J&K encounter: LeT commander Bashir was involved in killing of six policemen

The police said that all the 17 civilians who were trapped in a cluster of residential houses in the area were rescued.

Update: 2017-07-01 20:03 GMT
Kashmiri villagers shout slogans as they wait for the body of Bashir Lashkari (insert), a local rebel commander killed in a gun battle, in his native village of Souf, about 75 Kilometers south of Srinagar, Indian controlled Kashmir. (Photo: AP)

Srinagar: Top Lashkar-e-Tayyaba (LeT) commander Bashir Lashkari and another militant Azad Ahmed Malik were killed on Saturday in a fire fight with security forces in Jammu and Kashmir’s southern Anantnag district. 

The police said that all the 17 civilians who were trapped in a cluster of residential houses in the area were “rescued”.  These civilians included a family in whose house the militants took up positions. The officials alleged that the civilians were being used as ‘human shields’ by the holed up militants.  

Bashir Ahmed Wani alias Bashir Lashkari, allegedly involved in the killing of six policemen in the district’s Acchabal area on June 16, was among the two gunmen trapped in a two-storey house at Brenti. Earlier reports had put the number of militants present in the house at four.

The security forces including Army, the J&K Police’s counterinsurgency Special Operations Group and the CRPF laid siege to the village after receiving information about the presence of Lashkari and his accomplices, the police sources said.

The security forces had tightened the noose around Lashkari after the killing of six policemen including station house officer Feroz Ahmed Dar in an ambush at Tajwah, Acchabal. He carried a bounty of '1 million on his head.

The deadly attack at a police vehicle in which the policemen were travelling through the area on the evening of June 16 had come hours after the security forces had eliminated the LeT’s district commander Junaid Matto along with another militant in a fire fight in neighbouring Arwani area. 

The security forces officials had termed the killing of policemen a “revenge act” and vowed to bring the perpetrators to justice soon.

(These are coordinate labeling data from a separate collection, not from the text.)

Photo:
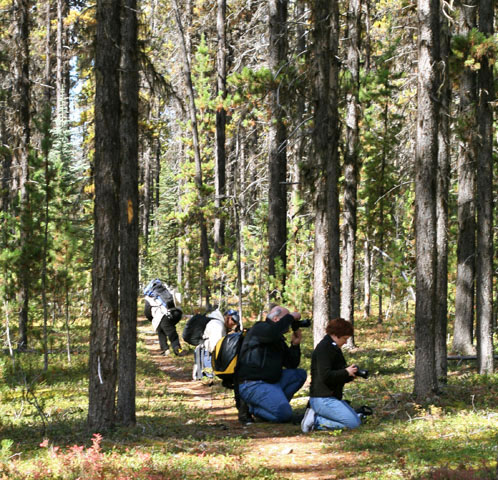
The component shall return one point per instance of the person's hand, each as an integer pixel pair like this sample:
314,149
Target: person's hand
352,370
297,336
296,315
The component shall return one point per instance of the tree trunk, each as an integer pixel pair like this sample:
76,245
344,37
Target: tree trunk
443,181
197,155
277,168
367,262
326,281
128,234
22,136
351,165
105,271
425,197
464,297
484,260
221,115
47,120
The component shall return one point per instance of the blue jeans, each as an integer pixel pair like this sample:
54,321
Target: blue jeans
271,400
333,414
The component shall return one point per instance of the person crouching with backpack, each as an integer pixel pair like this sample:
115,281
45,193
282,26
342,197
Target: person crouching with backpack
217,327
267,372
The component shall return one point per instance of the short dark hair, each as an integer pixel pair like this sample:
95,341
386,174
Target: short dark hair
339,327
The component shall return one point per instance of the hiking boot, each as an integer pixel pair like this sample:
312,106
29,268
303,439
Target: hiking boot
246,419
245,415
364,410
308,421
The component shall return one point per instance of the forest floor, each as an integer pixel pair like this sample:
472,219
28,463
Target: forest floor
282,448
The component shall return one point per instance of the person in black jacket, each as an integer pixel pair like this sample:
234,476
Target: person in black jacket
329,374
267,371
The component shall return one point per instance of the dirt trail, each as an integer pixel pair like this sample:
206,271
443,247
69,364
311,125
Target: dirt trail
282,447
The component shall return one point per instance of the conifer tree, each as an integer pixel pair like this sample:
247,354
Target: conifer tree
425,197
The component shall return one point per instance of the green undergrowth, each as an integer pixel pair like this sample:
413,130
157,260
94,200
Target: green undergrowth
44,435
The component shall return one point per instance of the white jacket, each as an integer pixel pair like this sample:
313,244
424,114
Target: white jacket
158,311
215,329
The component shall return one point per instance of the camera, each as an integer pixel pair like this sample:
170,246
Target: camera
300,324
360,372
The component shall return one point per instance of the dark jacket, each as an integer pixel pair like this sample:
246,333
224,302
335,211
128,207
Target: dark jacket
328,370
265,353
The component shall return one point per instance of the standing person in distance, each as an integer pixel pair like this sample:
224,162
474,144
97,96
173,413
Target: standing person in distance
329,373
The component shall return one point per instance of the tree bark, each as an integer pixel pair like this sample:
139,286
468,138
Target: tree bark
128,234
105,271
484,260
221,115
443,181
277,160
425,197
464,297
351,165
326,281
22,136
205,254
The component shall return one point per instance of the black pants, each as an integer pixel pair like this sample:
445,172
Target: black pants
165,332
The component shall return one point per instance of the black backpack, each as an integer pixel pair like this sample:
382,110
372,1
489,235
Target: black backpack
194,328
225,356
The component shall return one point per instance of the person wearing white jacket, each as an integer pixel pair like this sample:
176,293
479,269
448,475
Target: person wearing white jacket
216,328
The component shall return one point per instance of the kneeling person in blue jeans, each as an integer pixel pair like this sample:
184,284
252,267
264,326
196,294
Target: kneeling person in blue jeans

As per the police records, Bashir Lashkari who was known in the LeT as ‘Abu Akasha’ (father of spider) had crossed over to Pakistan for receiving arms training in 1999. He got stuck in PoK and could return only in 2012 after seizing ‘Surrender and Rehabilitation’ policy of the J&K government. 

He was released in 2014 but was recycled into militancy in October 2015. 

He soon became the district (Anantnag) commander of the LeT and then its divisional commander. “Besides the June 16 attack on the policemen, he was involved in a number of incidents,” said the police terming his killing “a major success”.